ChRIS logo pman

pman, which once stood for process manager, is a Flask application providing an API for creating jobs with various schedulers e.g. Kubernetes, Docker Swarm, and SLURM. It basically translates its own JSON interface to requests for the various supported backends.

pman is tightly-coupled to pfcon. pman and pfcon are typially deployed as a pair, providing the pfcon service.

Development

This section describes how to set up a local instance of pman working against swarm.

Using Docker Compose

The easiest way to run a code hot-reloading server for development is using docker-compose.

docker swarm init --advertise-addr 127.0.0.1
docker compose up -d

Using Docker Swarm

To run a full test using docker stack deploy, run the test harness test_swarm.sh.

./test_swarm.sh

Configuration

pman is configured by environment variables. Refer to the source code in pman/config.py for exactly how it works.

Environment Variable Description

SECRET_KEY

Flask secret key

CONTAINER_ENV

one of: "swarm", "kubernetes", "cromwell"

STORAGE_TYPE

one of: "host", "nfs"

STOREBASE

where job data is stored, see below

NFS_SERVER

NFS server address, required when STORAGE_TYPE=nfs

JOB_LOGS_TAIL

(int) maximum size of job logs

REMOVE_JOBS

If set to "no" then pman will not delete jobs (debug)

STOREBASE

  • If STORAGE_TYPE=host, then STOREBASE represents the path on the container host.
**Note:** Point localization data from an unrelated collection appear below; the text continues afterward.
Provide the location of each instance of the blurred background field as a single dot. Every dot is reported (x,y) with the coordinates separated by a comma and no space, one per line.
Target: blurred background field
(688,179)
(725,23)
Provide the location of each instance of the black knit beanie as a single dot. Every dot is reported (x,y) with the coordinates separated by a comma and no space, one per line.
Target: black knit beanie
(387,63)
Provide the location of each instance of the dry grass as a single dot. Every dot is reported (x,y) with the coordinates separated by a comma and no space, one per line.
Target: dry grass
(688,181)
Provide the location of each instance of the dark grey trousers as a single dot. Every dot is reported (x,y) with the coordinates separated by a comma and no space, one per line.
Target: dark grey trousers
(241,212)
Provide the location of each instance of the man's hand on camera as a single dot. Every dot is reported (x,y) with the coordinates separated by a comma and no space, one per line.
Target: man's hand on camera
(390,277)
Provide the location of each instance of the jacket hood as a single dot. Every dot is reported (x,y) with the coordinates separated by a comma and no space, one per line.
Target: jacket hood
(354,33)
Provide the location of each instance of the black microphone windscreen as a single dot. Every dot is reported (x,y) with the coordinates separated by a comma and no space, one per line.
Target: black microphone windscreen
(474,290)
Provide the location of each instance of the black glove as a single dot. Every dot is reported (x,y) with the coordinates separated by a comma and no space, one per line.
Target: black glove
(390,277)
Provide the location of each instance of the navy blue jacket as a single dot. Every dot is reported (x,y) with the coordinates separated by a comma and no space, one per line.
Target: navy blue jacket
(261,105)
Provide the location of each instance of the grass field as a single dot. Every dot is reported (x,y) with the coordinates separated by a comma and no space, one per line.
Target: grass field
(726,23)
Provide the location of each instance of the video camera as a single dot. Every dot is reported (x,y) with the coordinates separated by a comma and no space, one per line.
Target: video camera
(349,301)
  • If STORAGE_TYPE=nfs, then STOREBASE should be an exported NFS share

Kubernetes-Specific Options

Applicable when CONTAINER_ENV=kubernetes

Environment Variable Description

JOB_NAMESPACE

Kubernetes namespace for created jobs

SECURITYCONTEXT_RUN_AS_USER

Job container UID (NFS permissions workaround)
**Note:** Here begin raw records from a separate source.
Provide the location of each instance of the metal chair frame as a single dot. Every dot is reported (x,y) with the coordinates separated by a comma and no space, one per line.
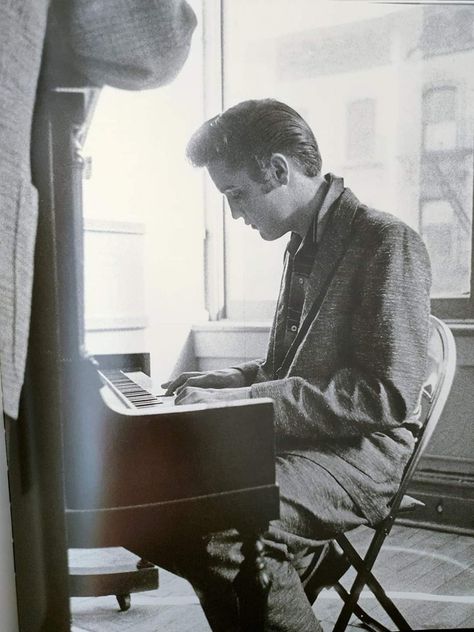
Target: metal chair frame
(435,391)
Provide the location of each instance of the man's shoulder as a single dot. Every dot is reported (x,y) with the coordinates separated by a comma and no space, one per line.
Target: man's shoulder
(375,225)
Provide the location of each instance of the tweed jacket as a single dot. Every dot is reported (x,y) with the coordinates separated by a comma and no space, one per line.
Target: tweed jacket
(130,44)
(349,383)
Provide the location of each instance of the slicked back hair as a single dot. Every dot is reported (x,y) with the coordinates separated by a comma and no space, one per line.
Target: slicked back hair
(247,134)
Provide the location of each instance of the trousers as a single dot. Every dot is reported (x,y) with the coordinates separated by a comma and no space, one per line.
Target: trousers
(314,508)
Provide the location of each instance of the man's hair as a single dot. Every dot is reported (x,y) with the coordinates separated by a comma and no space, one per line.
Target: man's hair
(247,134)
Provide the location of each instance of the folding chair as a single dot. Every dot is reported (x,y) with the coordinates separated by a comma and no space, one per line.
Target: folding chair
(435,391)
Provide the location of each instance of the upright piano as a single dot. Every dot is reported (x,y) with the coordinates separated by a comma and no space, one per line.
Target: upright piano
(134,477)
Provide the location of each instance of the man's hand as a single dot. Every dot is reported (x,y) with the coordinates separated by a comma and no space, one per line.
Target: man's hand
(224,378)
(193,395)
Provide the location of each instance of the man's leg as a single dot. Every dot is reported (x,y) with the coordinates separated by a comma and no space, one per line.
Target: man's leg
(314,508)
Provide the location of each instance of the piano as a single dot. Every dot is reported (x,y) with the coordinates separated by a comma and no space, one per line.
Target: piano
(137,474)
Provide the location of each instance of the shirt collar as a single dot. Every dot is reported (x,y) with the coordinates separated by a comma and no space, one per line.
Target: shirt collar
(335,186)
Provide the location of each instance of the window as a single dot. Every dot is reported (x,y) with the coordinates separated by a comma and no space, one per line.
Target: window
(439,119)
(390,97)
(361,130)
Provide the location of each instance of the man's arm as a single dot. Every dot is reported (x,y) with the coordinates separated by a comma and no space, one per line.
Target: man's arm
(380,385)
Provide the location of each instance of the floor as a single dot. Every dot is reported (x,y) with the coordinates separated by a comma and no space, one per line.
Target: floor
(429,574)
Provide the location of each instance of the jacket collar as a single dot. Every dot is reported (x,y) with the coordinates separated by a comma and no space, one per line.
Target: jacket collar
(332,246)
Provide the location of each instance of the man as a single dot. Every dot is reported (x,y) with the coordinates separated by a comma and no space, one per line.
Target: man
(345,361)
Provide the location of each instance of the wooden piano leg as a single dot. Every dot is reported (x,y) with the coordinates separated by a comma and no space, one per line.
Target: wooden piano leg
(252,583)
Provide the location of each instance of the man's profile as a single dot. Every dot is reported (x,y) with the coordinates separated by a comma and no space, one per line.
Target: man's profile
(345,360)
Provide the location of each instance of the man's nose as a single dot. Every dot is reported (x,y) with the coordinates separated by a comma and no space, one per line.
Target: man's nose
(236,213)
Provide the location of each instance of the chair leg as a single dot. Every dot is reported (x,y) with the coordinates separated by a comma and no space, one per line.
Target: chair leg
(365,577)
(368,621)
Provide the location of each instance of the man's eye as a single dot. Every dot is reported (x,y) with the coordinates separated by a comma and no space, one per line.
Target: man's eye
(234,195)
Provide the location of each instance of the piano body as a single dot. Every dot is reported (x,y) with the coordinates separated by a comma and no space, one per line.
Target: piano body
(87,473)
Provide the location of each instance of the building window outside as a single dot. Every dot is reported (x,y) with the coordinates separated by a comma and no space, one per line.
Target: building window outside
(439,119)
(395,119)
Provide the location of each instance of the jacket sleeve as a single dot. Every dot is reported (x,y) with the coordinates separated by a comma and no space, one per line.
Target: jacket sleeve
(379,384)
(129,44)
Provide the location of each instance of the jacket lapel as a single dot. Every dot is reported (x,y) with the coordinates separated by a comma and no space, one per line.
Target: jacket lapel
(331,249)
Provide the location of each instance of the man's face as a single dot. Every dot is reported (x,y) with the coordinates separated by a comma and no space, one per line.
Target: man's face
(264,210)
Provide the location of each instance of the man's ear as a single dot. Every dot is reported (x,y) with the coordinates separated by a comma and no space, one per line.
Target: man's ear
(280,169)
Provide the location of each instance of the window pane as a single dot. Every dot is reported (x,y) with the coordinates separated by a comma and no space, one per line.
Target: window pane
(388,90)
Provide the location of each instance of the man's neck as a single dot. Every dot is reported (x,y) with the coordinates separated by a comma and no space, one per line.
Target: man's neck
(316,192)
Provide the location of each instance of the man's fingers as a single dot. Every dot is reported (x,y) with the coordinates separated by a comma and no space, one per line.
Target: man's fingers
(181,380)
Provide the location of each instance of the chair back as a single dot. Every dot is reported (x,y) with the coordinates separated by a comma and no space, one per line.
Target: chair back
(439,377)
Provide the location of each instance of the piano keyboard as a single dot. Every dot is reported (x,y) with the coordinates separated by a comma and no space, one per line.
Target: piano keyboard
(130,393)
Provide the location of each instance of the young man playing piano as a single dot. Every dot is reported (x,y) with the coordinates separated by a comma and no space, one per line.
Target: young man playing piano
(345,360)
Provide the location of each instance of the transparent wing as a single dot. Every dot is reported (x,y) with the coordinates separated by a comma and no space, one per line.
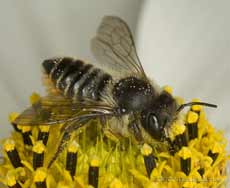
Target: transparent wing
(114,48)
(54,109)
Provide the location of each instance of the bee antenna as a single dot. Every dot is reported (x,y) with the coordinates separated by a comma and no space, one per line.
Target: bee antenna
(182,106)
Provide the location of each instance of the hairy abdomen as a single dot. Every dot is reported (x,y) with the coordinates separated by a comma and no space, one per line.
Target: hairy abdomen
(76,79)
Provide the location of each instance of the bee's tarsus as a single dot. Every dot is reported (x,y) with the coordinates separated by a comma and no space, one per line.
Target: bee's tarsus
(182,106)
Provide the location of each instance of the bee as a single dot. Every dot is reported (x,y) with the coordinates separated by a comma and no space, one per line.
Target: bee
(116,89)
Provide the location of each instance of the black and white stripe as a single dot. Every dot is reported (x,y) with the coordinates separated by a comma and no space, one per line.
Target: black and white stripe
(77,79)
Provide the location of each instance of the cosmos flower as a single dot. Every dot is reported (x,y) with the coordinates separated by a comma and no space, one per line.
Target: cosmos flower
(195,157)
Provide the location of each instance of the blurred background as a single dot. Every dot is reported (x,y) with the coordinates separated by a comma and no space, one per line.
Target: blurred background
(184,44)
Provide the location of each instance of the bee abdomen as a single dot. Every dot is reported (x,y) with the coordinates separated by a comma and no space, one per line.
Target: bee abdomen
(77,79)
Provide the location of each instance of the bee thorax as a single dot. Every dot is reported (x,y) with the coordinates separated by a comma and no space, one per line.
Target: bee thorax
(133,94)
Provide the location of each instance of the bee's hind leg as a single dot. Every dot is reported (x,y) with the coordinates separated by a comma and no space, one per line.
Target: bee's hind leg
(135,130)
(67,131)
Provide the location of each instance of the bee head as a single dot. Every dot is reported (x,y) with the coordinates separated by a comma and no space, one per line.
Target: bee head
(159,115)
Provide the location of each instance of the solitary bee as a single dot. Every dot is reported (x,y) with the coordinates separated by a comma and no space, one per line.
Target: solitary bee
(118,90)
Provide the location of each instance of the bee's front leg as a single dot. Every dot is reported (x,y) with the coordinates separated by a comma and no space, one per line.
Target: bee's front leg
(135,130)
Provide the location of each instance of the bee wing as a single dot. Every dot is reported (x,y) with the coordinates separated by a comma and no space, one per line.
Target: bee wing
(55,109)
(114,48)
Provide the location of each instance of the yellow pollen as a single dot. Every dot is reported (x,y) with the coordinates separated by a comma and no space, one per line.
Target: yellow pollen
(34,98)
(40,175)
(11,180)
(9,145)
(38,147)
(196,108)
(185,153)
(192,117)
(146,150)
(73,147)
(216,148)
(116,183)
(26,129)
(178,129)
(44,128)
(95,162)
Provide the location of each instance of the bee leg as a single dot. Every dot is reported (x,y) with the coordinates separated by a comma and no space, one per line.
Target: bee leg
(136,131)
(68,129)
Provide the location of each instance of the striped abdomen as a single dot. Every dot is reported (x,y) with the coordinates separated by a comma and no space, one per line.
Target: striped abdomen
(76,79)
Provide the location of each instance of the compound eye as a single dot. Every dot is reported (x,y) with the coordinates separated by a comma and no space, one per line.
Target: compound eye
(154,127)
(153,122)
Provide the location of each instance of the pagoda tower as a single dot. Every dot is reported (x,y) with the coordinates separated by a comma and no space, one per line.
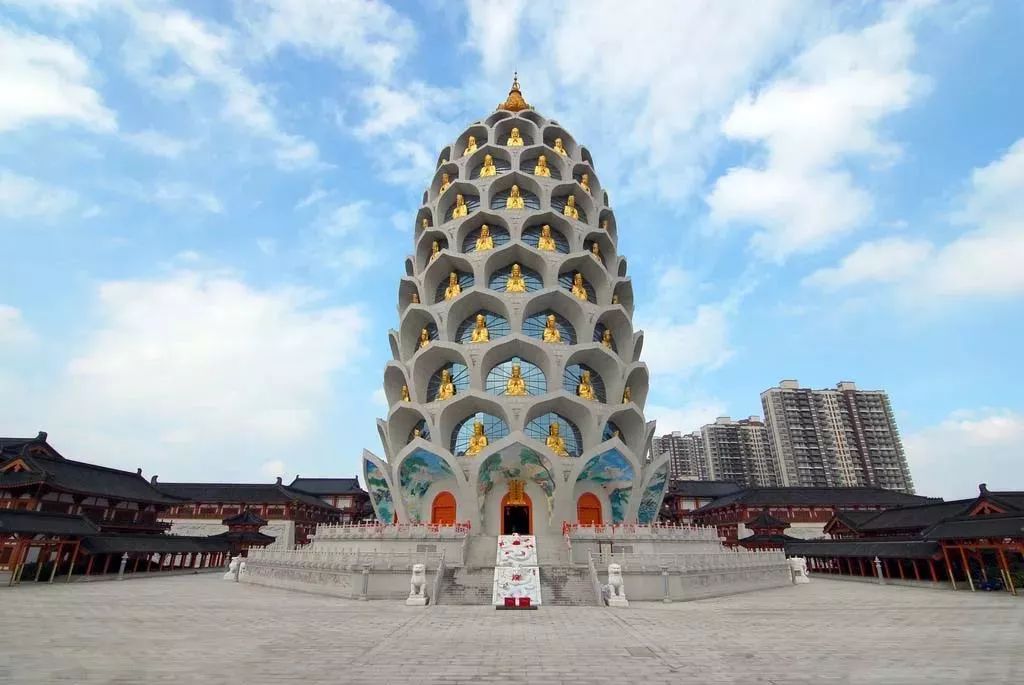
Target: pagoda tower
(515,389)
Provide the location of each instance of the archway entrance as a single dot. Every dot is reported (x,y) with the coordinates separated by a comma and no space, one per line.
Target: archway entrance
(517,514)
(442,511)
(589,510)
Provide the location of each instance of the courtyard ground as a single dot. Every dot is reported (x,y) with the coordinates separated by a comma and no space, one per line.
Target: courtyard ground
(201,629)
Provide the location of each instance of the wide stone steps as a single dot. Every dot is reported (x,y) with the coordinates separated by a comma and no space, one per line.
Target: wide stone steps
(566,586)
SECURITYCONTEXT_RUN_AS_GROUP

Job container GID (NFS permissions workaround)

SLURM-Specific Options

Applicable when CONTAINER_ENV=cromwell

Environment Variable Description

CROMWELL_URL

Cromwell URL

TIMELIMIT_MINUTES

SLURM job time limit

Limitations

The system administrator is expected to have an existing solution for having a "shared volume" visible on the same path to every node in the cluster (which is typically how NFS is used). The path on each host to this share should be provided as the value for STOREBASE.

Currently, only HostPath and NFS volumes are supported. pfcon and pman do not support (using nor creating) other kinds of PVCs.

TODO

  • Example for how to interact with pman directly (w/o pfcon)

  • Dev environment and testing for Kubernetes and SLURM.